Small Sensored Cameras: More Viable Than Many Think

... Like you, I realized that while I loved the idea of the Q, it would never be my grab camera of choice. So back it went... and I sold my remaining Q gear within days.

AHA! Thank you! Thats the thing that trips me up. The *idea* of a particular camera, rather than its actuality. Probably why I have not purchased an FZ200, or FZ70 (60x zoom? ohmy!) Sitting at my desk at the moment, the cameras I can grab and use? V1 with its 18.5mm lens, the GRDIII and the XZ-1. Probably says a lot.
 
Right now, my Oly E-PM2 and Fuji XF1 are probably my most-used, grab-and-go cameras. We'll see how much use my GX7 gets over the course of the year. Right now, I keep thinking I'll buy one of the Olympus OM-Ds - and maybe I will. But, you know what cameras I keep thinking about now? The Ricoh GR, Oly Stylus 1 and Fuji S1 (weather resistant, DSLR-style bridge superzoom). I'm insane, right? :eek:
 
It depends how small the sensor is. The smallest sensor I've ever been satisfied with is 1" in my Nikon V1. It is a great camera, and while I criticize many of its traits (design decisions and lacking features), sensor format is not one of them. IMO, with a serious Firmware update and a few faster and longer lenses (18mm f0.7, 13mm f1.2, 70-300mm f4-5.6, etc.) this system would be sufficient for over 90% of all photographers. Don't believe me? Look at my 18.5mm f1.8 review and tell me how these results could be vastly improved by a larger sensor.
 
Very viable!
At today's shoot, a couple of folks from my local photography group that I belong to were chatting about how handy their compacts were! :)
 
I'm pretty much convinced the better compact cameras do great in almost all situations, and even iPhones can perform very well in decent light. Even at most reasonable print sizes. However, as my tendency seems to be to print more and bigger (40 x 60 cm is almost a minimum size), I like the latitude the bigger sensor cameras give me. Especially when they're pretty small.

I will say that my RX100 'saved the day' in Ecuador, where I discovered my E-M5 charger wasn't working (eBay special base for the RX100 and the E-M5 looks the same, but the voltage is different), so only had a single battery charge to 'spend' on a two week trip. The RX100 performed admirably for landscapes, for people shots, for underwater (it's my scuba cam), with great exposure, great color, and impressive resolution. No, it's nowhere near the same ballpark as the A7r at base ISO, and the E-M5/E-M1 beats it in most conditions, particularly in resolving fine detail with the right lens, but it's a very, very impressive little pocket rocket.
 
Under the right circumstances, today's small sensor cameras can produce magnificent photographs. I've been increasingly impressed with my new Panasonic LX7; at first I was wary, as it 'only' had a small sensor. But it produces colours that are more to my liking than I ever thought a small sensor camera could create, and the sharpness of the lens is superb. If it was as ergonomically good and comfortable as the Ricoh GRD/GR, it would be as close to perfect as a small sensor cam could be for me.

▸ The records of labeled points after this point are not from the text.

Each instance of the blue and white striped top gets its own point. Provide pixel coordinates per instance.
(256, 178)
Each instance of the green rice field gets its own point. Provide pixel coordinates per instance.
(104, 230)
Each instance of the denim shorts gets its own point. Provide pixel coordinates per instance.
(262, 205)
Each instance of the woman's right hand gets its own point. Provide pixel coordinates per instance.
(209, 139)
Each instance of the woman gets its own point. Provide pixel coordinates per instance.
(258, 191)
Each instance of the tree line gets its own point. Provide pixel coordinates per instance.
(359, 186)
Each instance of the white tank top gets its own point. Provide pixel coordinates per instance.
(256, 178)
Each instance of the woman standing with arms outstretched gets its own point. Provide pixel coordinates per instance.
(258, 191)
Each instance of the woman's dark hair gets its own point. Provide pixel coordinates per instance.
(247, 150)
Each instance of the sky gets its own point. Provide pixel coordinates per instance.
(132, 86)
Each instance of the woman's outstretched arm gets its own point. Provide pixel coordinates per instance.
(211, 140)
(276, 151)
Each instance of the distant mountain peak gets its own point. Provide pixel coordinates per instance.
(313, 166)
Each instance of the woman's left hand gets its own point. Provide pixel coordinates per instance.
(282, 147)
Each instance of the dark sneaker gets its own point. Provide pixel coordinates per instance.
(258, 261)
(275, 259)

Could I do professional work with it? Depends on the subject, the client, the situation and the output media. I'd happily use it for web sized images of brightly coloured, outdoor settings. With exposure bracketing and the Enfuse plugin for Lightroom, it could interiors, as long as the output was still for the web. Exhibition sized prints? Not so sure, but I'd certainly have a go.

As far as small sensor cameras go, I've stopped using everything else now that I've got the LX7. I've tested it against the Canon S90, Fuji X10 and Ricoh GRD III, and it comes out better than all of them, in terms of detail, colour, and even dynamic range. If I expose carefully and choose the right subjects and scenes, the LX7 is almost indistinguishable from the Canon 30D + 17-55mm f2.8. The giveaway factor is noise: the LX7 is visibly noisy at ISO 400 where the Canon 30D has almost none. But for general shooting, I can happily walk out with the LX7 and create images that I like.
 
Could I do professional work with it? Depends on the subject, the client, the situation and the output media. I'd happily use it for web sized images of brightly coloured, outdoor settings. With exposure bracketing and the Enfuse plugin for Lightroom, it could interiors, as long as the output was still for the web. Exhibition sized prints? Not so sure, but I'd certainly have a go.

I have a magazine cover done with the Leica D-Lux 5, but keep in mind a magazine cover doesn't really push any modern camera.

My belief on print sizes and megapixels is I don't subscribe to the generally repeated you need a giant file to print big. I think more depends on the people printing your images and if you have a 10mp image that is good, you find the right person (someone that prints for a living) to print it big and it's no problem. There is uprezzing far beyond photoshop that is used by professional printers and the software that makes the print is not just photoshop or similar, its a dedicated printing software. If you are doing your own printing and don't have experience printing large, then a larger file is probably easier than learning how to work with the small file.